No black box.
No vapor.
How the Evidence Tracer is built, end to end. What we call, what we infer, what we store, and — at the bottom — what we're not yet claiming.
- 01 — Architecture
- 02 — Evidence collection
- 03 — Control mapping
- 04 — Reasoning layer
- 05 — Scoring
- 06 — Traceability
- 07 — Honesty note
- 08 — Your data & deletion
01Architecture
Stateless Cloudflare Worker. No persistent server, no VM, no container. Every scan request creates temporary AWS credentials via STS AssumeRole, runs the evidence collection, and exits. State lives in Cloudflare D1 (SQLite at the edge) for 30 days, then deletes automatically. Reports are stored in R2 object storage.
The architecture was chosen for two reasons: it makes zero-credential-persistence easy to verify (no long-running process means no credential caching), and Cloudflare's infrastructure means your data doesn't pass through a server you have to trust us to secure.
- You POST an IAM Role ARN + ExternalId to the Worker
- Worker calls STS AssumeRole for short-lived session credentials (1 hour TTL)
- Evidence collection fans out across AWS services using SigV4-signed requests
- Evidence items are written to D1, chunked per scan
- Claude Sonnet 4.6 runs per-control analysis against structured prompts
- Report is assembled from control results and stored in R2
- All evidence data deletes 30 days after report delivery
No long-lived AWS credentials. No write permissions. Nothing installed in your account beyond the read-only IAM role you provision via CloudFormation.
02Evidence collection
All AWS API calls are SigV4-signed from scratch (no SDK). Calls run in parallel with a concurrency cap to avoid rate limits. Raw responses — XML or JSON — are truncated to fit within analysis context windows, but CRITICAL-severity findings are never truncated. Each response is stored as a discrete evidence item with its source endpoint, timestamp, and content hash.
IAM
- GetAccountSummary
- ListUsers
- GetAccountPasswordPolicy
- ListGroups
- GetCredentialReport
- ListMFADevices
- ListPolicies
- ListRoles
S3
- ListBuckets
- GetBucketEncryption
- GetBucketPolicy
- GetBucketVersioning
- GetPublicAccessBlock
CloudTrail
- DescribeTrails
- GetTrailStatus
- GetEventSelectors
- ListTrails
AWS Config
- DescribeConfigRules
- DescribeConfigurationRecorders
- DescribeDeliveryChannels
EC2 / VPC
- DescribeSecurityGroups
- DescribeVpcs
- DescribeFlowLogs
- DescribeInstances
CloudWatch + SNS
- DescribeAlarms
- ListMetrics
- ListTopics
- ListSubscriptions
Additional services: KMS (ListKeys, GetKeyRotationStatus), GuardDuty (ListDetectors), SecurityHub (GetFindings, GetEnabledStandards), Secrets Manager (ListSecrets metadata only), WAF (ListWebACLs), RDS (DescribeDBInstances, DescribeDBSnapshots), Lambda, SSO.
03Control mapping
Mapping from evidence to SOC 2 Trust Services Criteria is deterministic — the same evidence set will always produce the same control mapping. There is no learned model making this connection; it is a hand-coded rule table updated as the API coverage expands.

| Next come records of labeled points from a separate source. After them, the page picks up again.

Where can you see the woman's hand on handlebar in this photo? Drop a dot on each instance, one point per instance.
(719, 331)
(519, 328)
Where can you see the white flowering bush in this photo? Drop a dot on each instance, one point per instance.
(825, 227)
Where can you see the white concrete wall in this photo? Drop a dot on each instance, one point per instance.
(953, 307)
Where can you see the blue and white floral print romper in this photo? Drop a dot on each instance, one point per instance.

Because the mapping is deterministic, every gap finding traces directly to a specific API call and response field. There is no "the AI decided" — there is "this API call returned Encrypted: false, here it is."
04Reasoning layer
After evidence is collected and heuristic scores are computed, each of the 12 controls is analyzed individually by Claude Sonnet 4.6. Each call receives a structured prompt containing: the control definition (AICPA criteria), the relevant evidence items for that control, and a JSON schema for the expected output.
The model is instructed to: cite specific evidence IDs in every finding, avoid hallucinating controls or permissions not present in the evidence, flag when evidence is insufficient rather than guessing, and produce copy-pasteable AWS CLI remediation commands anchored to real resource ARNs from the evidence.
The output contract is enforced: if the model returns malformed JSON or omits required fields, the call is retried. If a call fails after retries (including rate-limit backoff via Cloudflare Queues), the control is marked inconclusive rather than silently dropped.
Each control analysis runs in its own queue message with a 30-second wall-time limit. All 12 run in parallel (at 2 concurrent to avoid Anthropic rate limits). Total analysis time: 60–120 seconds for a typical account.
05Scoring
Two scores are computed for each scan. Both are 0–100. Neither maps to a binary "audit-ready" claim.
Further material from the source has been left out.